Por exemplo, na Finlândia, onde existe um dos modelos de escola de formação para operadores e mecânicos florestais, os interessados ficam por dois a três anos em capacitação. No primeiro ano, mecânicos e operadores têm uma instrução muito semelhante e, nos anos seguintes, se distinguem entre as duas profissões.
Aqui no Brasil vivenciamos uma realidade florestal muito diferente dos países nórdicos, é verdade. Mas, sobretudo, é urgente a adoção de um método de ensino eficaz que valorize a profissão e que mostre, não só aos jovens, mas também para quem já está no mercado de trabalho, que o meio florestal é extremamente importante para o futuro, que envolve tecnologia e, acima de tudo, é seguro.
É urgente porque sabemos que, quando falamos em educação de base, ela não resolve o problema de qualificação que existe no dia zero de implantação.
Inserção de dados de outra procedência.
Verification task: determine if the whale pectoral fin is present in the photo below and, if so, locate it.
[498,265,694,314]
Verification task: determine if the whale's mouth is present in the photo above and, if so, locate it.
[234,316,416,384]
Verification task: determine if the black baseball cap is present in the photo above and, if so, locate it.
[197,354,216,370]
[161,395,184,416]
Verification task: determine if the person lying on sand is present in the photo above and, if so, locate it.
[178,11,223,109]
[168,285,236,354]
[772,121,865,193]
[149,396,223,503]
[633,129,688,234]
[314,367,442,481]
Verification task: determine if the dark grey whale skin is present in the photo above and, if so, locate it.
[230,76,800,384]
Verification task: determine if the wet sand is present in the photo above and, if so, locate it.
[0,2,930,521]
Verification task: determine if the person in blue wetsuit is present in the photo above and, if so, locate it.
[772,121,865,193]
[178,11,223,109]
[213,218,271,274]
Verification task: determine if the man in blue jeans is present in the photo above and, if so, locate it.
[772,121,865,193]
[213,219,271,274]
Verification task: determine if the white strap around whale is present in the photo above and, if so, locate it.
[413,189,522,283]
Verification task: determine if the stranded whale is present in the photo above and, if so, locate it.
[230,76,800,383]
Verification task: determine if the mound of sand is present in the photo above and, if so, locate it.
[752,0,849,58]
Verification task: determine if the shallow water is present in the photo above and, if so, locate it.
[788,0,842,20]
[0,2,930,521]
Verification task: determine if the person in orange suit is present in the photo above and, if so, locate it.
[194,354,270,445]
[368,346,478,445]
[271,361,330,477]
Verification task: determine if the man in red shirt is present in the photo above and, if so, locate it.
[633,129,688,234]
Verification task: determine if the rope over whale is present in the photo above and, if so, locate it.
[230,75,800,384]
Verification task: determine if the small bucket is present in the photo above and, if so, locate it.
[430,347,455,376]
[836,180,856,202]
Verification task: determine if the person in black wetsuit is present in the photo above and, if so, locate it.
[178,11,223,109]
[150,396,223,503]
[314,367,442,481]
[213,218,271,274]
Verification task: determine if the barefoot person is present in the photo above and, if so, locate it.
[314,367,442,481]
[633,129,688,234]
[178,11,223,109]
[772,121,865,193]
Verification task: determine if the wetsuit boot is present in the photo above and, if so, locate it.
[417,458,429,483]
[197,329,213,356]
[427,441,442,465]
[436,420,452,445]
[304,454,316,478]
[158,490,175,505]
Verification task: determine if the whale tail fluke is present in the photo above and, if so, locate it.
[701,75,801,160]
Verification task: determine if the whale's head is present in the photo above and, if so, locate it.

Porém, quanto mais tempo esperarmos para criar e aplicar esse modelo, mais tempo teremos essa lacuna na formação desses profissionais.
O pontapé inicial: Estamos muito perto de conseguir implantar o nosso modelo e superar os três desafios que citei no começo do artigo. Temos uma forte influência política de uma associação de classe. Com ela, temos todas as grandes empresas que demandam essa mão de obra qualificada, sejam as empresas florestais, ou as fabricantes de máquinas, todas elas com o mesmo desafio.
Temos o capital. Todas as empresas envolvidas nesse processo já têm dinheiro sendo aplicado. Se fizermos isso de uma maneira estruturada, talvez usando uma instituição de ensino, como, por exemplo, o Senai (cito o Senai porque tem capilaridade e está praticamente em vários municípios onde temos operação florestal), ou outra instituição, podemos ter grande sucesso.
Portanto, se conquistarmos essa organização, com os grandes produtores de celulose, os fabricantes de máquinas florestais, o lobby político que a nossa associação de classe pode ter em Brasília; somado a um com eventual parceiro, como uma instituição de ensino, teremos todos os elementos necessários para superar os três desafios.
Somado a isso, temos ainda as escolas europeias que têm muito interesse em apoiar iniciativas como essa e na transferência de conhecimento no ponto de vista de metodologia de ensino, programa de ensino. Elas se dispõem a prestar consultoria para criar um modelo brasileiro e também para aprender mais sobre as nossas necessidades.
Com isso eu provoco: Vamos nos organizar e criar um modelo brasileiro de educação técnica florestal?